Tribe sues IRS over back taxes

IRSMiami Herald – On the hook for $170 million in income taxes and related bills, the Miccosukee Tribe of Indians is suing rather than settling with the Internal Revenue Service over the tribe’s failure to report and withhold income from its gambling distributions to members.

But what makes the federal lawsuit filed in Miami so distinctive is that the tribe has mounted the counteroffensive not only against its longtime nemesis, the IRS, but also against Attorney General Eric Holder and the secretaries of the Treasury and Interior departments.

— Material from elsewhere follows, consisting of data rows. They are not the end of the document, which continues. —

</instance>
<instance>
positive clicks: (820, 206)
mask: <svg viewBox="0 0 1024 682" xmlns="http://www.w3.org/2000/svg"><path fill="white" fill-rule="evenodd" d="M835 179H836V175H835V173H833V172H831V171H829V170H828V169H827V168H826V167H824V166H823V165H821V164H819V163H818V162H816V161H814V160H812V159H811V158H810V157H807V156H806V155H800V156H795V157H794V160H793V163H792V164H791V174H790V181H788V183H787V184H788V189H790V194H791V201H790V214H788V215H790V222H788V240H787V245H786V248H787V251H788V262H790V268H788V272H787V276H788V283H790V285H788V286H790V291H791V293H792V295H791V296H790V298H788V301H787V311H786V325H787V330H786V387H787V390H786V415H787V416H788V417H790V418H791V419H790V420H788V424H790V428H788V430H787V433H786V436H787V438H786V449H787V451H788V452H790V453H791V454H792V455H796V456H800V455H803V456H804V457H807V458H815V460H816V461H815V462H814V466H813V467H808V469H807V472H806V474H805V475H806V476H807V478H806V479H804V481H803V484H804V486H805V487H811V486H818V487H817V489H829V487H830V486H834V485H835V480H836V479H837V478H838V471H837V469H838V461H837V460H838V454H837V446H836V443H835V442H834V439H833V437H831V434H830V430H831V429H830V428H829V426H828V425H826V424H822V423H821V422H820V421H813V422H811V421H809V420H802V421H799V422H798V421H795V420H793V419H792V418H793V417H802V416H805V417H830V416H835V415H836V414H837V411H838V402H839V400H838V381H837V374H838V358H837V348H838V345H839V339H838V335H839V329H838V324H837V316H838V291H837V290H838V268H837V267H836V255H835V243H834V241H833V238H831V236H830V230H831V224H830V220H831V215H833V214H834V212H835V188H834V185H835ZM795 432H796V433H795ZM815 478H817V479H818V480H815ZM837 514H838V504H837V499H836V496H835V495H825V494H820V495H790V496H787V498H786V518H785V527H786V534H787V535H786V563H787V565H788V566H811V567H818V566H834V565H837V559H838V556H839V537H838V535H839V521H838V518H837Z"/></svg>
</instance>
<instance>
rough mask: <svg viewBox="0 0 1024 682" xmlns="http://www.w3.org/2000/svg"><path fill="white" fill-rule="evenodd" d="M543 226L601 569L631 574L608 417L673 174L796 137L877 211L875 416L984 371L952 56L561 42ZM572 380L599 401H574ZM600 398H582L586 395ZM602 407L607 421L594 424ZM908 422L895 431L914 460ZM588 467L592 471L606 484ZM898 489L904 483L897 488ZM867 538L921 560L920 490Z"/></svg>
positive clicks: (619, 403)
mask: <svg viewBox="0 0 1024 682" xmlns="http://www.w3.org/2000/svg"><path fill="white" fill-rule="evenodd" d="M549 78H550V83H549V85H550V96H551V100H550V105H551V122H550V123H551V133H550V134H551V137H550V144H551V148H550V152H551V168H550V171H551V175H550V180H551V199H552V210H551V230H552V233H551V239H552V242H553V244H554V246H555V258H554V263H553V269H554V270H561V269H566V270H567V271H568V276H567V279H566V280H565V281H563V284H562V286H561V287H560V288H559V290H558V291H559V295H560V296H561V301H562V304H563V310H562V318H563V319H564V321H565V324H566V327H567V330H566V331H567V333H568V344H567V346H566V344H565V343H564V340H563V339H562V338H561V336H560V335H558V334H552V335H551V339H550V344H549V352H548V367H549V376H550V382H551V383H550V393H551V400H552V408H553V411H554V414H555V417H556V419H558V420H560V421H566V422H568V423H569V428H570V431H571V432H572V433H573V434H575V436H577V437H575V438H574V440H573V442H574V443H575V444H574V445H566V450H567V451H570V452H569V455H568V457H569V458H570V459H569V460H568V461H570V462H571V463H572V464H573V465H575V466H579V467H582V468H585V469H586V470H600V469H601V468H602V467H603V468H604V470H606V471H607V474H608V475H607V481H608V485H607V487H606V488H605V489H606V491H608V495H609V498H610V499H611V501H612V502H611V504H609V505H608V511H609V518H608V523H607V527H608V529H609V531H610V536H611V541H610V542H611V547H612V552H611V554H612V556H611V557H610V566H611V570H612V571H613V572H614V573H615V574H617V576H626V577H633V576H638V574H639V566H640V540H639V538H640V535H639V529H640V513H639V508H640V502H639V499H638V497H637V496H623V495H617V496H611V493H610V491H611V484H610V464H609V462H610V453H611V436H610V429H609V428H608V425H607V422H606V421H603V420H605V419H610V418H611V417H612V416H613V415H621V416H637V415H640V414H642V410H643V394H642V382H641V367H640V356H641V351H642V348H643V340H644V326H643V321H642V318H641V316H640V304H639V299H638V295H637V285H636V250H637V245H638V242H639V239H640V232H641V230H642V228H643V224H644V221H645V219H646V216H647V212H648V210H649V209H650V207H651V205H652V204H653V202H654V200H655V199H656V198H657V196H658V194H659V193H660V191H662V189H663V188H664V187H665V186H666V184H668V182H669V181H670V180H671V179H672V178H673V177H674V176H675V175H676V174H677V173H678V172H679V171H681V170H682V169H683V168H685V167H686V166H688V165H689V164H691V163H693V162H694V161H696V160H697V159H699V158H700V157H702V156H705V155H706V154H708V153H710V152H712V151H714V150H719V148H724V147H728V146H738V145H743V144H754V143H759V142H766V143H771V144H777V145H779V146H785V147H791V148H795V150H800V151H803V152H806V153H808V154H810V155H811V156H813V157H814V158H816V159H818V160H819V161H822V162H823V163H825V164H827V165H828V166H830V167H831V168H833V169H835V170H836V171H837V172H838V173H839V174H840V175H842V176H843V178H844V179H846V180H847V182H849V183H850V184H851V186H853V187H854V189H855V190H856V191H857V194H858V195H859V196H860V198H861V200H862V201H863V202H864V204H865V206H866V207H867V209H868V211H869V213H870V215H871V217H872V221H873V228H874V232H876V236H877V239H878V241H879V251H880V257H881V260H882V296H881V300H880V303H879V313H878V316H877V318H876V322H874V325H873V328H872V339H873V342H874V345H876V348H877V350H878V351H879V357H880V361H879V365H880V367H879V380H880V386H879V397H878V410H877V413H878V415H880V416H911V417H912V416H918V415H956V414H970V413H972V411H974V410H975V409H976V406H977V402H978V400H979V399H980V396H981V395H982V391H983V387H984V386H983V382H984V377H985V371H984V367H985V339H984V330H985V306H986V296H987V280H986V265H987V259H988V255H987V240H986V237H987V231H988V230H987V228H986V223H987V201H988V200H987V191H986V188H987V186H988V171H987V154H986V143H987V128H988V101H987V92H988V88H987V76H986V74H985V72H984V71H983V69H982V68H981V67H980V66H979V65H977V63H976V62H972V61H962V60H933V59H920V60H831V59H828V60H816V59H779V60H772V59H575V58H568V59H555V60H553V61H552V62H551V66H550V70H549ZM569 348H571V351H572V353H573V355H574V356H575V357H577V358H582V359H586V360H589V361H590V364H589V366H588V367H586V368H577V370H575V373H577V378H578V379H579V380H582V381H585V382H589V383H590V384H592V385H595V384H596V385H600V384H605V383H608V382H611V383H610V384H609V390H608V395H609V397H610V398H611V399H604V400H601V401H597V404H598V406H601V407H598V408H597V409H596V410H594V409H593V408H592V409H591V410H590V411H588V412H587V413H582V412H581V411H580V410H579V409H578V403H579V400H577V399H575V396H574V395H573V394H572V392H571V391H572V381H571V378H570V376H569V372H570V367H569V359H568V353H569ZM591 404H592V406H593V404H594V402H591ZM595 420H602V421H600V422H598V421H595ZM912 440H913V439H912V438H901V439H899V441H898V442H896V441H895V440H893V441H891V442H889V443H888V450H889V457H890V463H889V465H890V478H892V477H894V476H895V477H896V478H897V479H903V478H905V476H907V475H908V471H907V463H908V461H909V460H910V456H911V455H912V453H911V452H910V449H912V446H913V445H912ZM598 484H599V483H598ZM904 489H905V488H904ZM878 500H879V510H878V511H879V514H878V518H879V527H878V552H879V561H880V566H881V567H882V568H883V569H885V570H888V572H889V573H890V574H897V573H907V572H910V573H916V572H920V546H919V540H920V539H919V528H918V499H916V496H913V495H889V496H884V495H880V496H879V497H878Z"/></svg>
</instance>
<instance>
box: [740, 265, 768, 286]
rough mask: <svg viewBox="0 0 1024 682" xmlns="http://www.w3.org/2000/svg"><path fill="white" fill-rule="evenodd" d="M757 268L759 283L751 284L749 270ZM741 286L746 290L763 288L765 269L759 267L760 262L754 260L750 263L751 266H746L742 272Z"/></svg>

The crux of the suit: The contention that in 2005, the IRS reached a “secret deal” with the Miccosukees’ former Chairman Billy Cypress, his personal lawyer and the tribe’s general counsel to hand over the financial records of certain tribal members — a “bargain” that the U.S. government has exploited to wage an unconstitutional tax war against the West Miami-Dade tribe.

The tribe’s leader, Colley Billie, claims in the suit that he and the Miccosukee tribe members only discovered the deal in 2010 after Cypress left office.

“This suit involves willful, purposeful and malicious actions by the United States … by selectively targeting the Miccosukee Tribe and its people for federal tax audits,” the suit, filed earlier this month, said.

The IRS and the other federal agencies declined to comment.

In its long-running battle with the Miccosukee Tribe, the IRS has not only slammed the tribe over its gambling distributions. The agency also has smacked hundreds of the tribe’s members with separate bills totaling $58 million for their failure to pay personal income taxes on their share of casino profits from 2000-2005, records show.

The IRS filed tax liens for that period in the Miami-Dade Circuit Court in April. Those liens are likely to skyrocket for subsequent years because the tribe has continued to refuse to report and withhold taxes on the individual allocations, as required under federal law.